Last week I had a class on Introduction to Operations Management at Cousera.org ( https://class.coursera.org/course/operations ). Being an engineer with operations research background, that would sound silly to hope that something there would help me being a better devops, but when I least expected, there it was sound and clear, the waiting models.

I vaguely remembered about Markov chains, M/M/1 queues, that once in my life I used to justify a SLA for a quote.

The problem with the graphs at NewRelic is that it´s not clear how to calculate and justify the number of dynos on a Heroku app using those figures.

It turns out it´s simple to calculate the number of dynos simply by establishing a baseline to the maximum time you can afford to make your requests wait!

First and foremost the number of workers should be the minimum that attends this simple rule:

u = FLOW RATE / CAPACITY < 100%

where FLOW RATE can be inferred in a NewRelic by requests per minute
and CAPACITY is the number of workers ( w ) multiplied by the average time to serve a request (p - also inferred in NewRelic )

u = target RPM / ( w * avg response time)

( Pure common sense but many times I was getting it wrong, having just newrelic´s Apdex and response times as parameter for setting the number of workers ) .

Well, that being said, let´s minimize the Time on queue Tq with the formula below:

Tq = p/m * u / (1-u) * (CVa2 + CVp2)/2

Lets look at the first part ( p/m ), It´s just the process time divided by the number of workers, which divide the load.

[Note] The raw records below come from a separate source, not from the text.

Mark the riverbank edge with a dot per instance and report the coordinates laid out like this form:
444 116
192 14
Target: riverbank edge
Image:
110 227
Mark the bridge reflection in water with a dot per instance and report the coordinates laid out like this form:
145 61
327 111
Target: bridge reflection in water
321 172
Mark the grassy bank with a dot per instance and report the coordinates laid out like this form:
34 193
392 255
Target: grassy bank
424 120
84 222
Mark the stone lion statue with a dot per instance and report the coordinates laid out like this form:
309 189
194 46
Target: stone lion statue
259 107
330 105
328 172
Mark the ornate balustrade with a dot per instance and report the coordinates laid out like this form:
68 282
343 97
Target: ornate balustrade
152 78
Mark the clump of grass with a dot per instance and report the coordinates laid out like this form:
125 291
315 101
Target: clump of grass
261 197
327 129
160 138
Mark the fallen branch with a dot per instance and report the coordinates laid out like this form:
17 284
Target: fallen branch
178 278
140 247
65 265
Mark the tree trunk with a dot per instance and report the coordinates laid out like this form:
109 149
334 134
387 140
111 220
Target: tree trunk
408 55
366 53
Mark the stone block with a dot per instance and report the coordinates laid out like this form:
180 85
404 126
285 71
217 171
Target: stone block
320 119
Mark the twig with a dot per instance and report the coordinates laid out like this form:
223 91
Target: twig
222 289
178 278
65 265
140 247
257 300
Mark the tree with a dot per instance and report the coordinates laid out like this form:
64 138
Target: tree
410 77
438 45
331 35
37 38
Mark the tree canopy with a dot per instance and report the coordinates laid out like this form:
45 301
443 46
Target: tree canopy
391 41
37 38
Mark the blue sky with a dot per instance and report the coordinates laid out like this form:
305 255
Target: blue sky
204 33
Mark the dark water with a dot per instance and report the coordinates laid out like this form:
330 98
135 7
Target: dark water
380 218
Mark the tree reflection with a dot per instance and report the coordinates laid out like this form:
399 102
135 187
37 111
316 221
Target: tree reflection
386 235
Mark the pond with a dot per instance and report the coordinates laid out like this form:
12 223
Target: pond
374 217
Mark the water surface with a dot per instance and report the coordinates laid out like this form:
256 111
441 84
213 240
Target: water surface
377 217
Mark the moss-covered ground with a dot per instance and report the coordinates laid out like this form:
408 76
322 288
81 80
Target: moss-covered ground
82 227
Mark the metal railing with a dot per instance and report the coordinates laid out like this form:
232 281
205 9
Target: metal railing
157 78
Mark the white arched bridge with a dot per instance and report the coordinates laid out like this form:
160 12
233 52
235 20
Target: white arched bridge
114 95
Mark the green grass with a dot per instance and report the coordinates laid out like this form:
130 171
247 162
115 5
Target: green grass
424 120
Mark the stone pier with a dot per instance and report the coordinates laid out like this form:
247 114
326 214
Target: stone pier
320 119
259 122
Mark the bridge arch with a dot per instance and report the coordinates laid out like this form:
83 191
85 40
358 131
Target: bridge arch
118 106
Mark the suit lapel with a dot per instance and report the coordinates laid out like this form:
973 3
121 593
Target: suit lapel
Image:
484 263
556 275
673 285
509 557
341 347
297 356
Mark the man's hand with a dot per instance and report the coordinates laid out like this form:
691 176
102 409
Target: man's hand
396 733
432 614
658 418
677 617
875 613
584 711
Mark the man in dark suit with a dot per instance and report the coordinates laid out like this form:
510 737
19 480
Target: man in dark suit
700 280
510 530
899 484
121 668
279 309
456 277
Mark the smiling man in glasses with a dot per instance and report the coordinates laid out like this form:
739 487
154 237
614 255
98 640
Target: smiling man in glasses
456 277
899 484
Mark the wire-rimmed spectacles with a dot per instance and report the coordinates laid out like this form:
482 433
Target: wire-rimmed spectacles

The second parameter tends to infinit with values of utilization close to 100%, which sounds intuitive.

And the third parameter is the normalized variance of the process time and the interval between arrivals ( 1/throughput ). For the sake of simplicity, lets assume this parcel is equal to 1, but you can get approximately this figure on NewRelic or even calculate like I did by ETL´ ing the webserver access log.

Put this formula on Excel and what you get is the Time on queue depending on the number of workers you put on the formula.

I found this very enlightening and a very rational way to trigger more dynos at my application and not being blamed for being too conservative.

Maybe this can turn into an autoscaler gem sometime soon.